Can anyone help to get my cluster of Xen virtual machines to failover on failure of the root node?......
This is a debian sarge based system (both the dom0 and domU’s).
The initrd was created with devices labeled as /dev/drbd/0 in drbd.conf and fstab. drbd.conf was then put back to using /dev/drbd0. I’ve tried both formats in fstab, but with no difference to the results.
I’ve also tried editing the initrd to remove all trace of /dev/drbd/0, but it also made no difference.
Everything works fine, except failover when the root node goes down. Then I get:
>drbd0: PingAck did not arrive in time.
drbd0: drbd0_asender : cstate Connected --> NetworkFailure
drbd0: asender terminated
drbd0: drbd0_receiver : cstate NetworkFailure --> BrokenPipe
drbd0: short read expecting header on sock: r=-512
drbd0: worker terminated
drbd0: drbd0_receiver : cstate BrokenPipe --> Unconnected
drbd0: Connection lost.
drbd0: drbd0_receiver : cstate Unconnected --> WFConnection
Taking over master from node 1.
Node 1 has gone down!!!
passed the first scan in ipcname_pull_data
num_objects[MSG] = 0
num_objects[SEM] = 0
num_objects[SHM] = 0
ipcnameserver ready completed
drbd0: drbd_nodedown: Signaling receiver thread.

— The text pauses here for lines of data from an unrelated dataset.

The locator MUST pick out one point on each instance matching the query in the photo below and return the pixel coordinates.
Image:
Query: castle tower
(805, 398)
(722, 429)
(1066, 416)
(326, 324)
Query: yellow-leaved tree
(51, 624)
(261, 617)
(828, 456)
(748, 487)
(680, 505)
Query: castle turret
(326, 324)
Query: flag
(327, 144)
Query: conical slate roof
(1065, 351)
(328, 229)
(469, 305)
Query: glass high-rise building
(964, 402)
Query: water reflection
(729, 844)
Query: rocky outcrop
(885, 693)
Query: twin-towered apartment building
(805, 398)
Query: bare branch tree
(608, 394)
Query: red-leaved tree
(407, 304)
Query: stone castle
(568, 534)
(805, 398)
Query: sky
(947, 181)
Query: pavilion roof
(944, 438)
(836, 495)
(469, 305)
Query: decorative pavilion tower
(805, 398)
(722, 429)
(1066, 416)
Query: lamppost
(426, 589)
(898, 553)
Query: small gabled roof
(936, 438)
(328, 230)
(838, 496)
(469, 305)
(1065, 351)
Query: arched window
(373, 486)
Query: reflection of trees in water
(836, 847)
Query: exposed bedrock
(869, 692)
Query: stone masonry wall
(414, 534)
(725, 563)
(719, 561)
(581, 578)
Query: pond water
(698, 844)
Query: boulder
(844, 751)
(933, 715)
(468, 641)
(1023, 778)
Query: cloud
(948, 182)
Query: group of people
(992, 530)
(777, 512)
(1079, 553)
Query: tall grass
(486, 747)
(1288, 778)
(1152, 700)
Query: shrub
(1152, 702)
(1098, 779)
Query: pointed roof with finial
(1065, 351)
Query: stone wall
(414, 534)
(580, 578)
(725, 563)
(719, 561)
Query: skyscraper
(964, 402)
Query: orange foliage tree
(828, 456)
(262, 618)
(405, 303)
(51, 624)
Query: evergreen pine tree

drbd0: drbd_set_state: (mdev->this_bdev->bd_contains == 0) in drivers/block/drbd/drbd_fs.c:702
drbd0: Secondary/Unknown --> Primary/Unknown
drbd0: Doing CLMS nodedown callback for service 9
EXT3-fs: INFO: recovery required on readonly filesystem.
EXT3-fs: write access will be enabled during recovery.
write handler down off 470000 len 10000
kjournald starting. Commit interval 5 seconds
EXT3-fs: recovery complete.
EXT3-fs: mounted filesystem with ordered data mode.
fsck 1.35 (28-Feb-2004)
ERROR: Couldn't open /dev/null (No such file or directory)
e2fsck 1.35 (28-Feb-2004)
fsck.ext3: No such file or directory while trying to open /dev/drbd0
The superblock could not be read or does not describe a correct ext2
filesystem. If the device is valid and it really contains an ext2
filesystem (and not swap or ufs or something else), then the superblock
is corrupt, and you might try running e2fsck with an alternate superblock:
e2fsck -b 8193 <device>
EXT3 FS on drbd0, internal journal
ssi-ntpsetrefclk: ntpd is not running; not setting refclk
INIT: version 2.86-SSI reloading
INIT: cannot execute "/sbin/getty"
INIT: Sending processes the TERM signal
INIT: Sending processes the KILL signal
INIT: Pid 131747 [id siR] seems to hang
/etc/init.d/rc.nodedown 1 running
fsck 1.35 (28-Feb-2004)
INIT: +++ nodedown completed on node 1
Any help, much appreciated!!!!!